Ketiga, bagi jurnalis ‘abal-abalan’ yang sekadar punya ‘media online’ tetapi tidak memerhatikan kualitas pemberitaan serta membiarkan diri ‘dimainkan oleh uang’, maka ia tahu bahwa masa hidupnya akan pendek. Ia seakan bekerja sia-sia karena setelah melayani penguasa, ia akan ditinggalkan. Ia akahirnya kerja sia-sia karena meski mendapatkan dana dari pemerintah tetapi sebenarnya ia kemudian mengisinya pada lubang kekosongan diri.
Benar kata Walter Isaac: I think when money starts to corrupt journalism, it undermines the journalism, and it undermines the credibility of the product, and you end up not succeeding (Saya pikir ketika uang mulai merusak jurnalisme, itu merongrong jurnalisme, dan itu merusak kredibilitas produk, dan Anda akhirnya tidak berhasil).

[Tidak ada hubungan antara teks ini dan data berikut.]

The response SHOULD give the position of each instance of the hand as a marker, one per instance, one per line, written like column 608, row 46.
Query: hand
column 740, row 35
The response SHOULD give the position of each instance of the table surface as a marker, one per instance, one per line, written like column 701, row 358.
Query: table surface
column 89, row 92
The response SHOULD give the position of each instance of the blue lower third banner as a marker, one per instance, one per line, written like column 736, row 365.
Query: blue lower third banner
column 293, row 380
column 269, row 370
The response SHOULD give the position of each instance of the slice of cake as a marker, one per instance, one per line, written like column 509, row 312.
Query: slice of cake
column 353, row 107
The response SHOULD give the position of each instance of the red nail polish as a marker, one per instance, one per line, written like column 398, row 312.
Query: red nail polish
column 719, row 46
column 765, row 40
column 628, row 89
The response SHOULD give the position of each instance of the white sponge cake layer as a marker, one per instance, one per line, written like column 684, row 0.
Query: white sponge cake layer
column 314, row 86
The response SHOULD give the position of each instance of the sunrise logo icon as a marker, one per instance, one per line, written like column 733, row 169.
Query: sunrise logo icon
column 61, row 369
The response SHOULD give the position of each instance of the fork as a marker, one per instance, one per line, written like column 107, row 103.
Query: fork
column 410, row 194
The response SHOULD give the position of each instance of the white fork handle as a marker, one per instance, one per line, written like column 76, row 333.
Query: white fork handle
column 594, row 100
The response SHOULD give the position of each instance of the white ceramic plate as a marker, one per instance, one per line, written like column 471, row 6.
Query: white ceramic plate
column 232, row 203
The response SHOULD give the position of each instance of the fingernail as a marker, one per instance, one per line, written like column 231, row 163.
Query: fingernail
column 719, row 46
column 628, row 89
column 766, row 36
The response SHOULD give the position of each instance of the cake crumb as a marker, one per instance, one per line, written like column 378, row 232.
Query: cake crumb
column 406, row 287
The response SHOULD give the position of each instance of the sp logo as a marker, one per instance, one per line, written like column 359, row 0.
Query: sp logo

Walter mengingatkan bahwa yang akan diuji dari sebuah media (dan jurnalisme) adalah keberhasilan akhir berupa rasa puas karena telah melakukan sesuatu untuk menyadarkan dan memberdayakan orang lain. Itulah kepuasan tertinggi karena ia bekerja tidak di ‘dunia nyata’. Ia bekerja lewat suara, ekspresi, tulisan yang daya pengaruhnya perlahan tapi pasti. Di sana bila dilaksanakan dengan baik maka akan menghasilkan kepuasan yang luar biasa.
Tetapi pada sisi lain harus kita akui bahwa setiap pekerja harus mendapatkan upah. Setiap berita yang disiakan perlu mendapatkan dukungan. Karenanya tidak salah media menerima ‘hibah’ dari pemerintah. Yang pelru dijaga bahwa pemberitaan harus seimbang, berkualitas, karena yang dipertaruhkan adalah masyarakat. Hal itu mengingatkan agar media dan pemilik serta medianya memiliki idealisme yang selalu terukur. (*)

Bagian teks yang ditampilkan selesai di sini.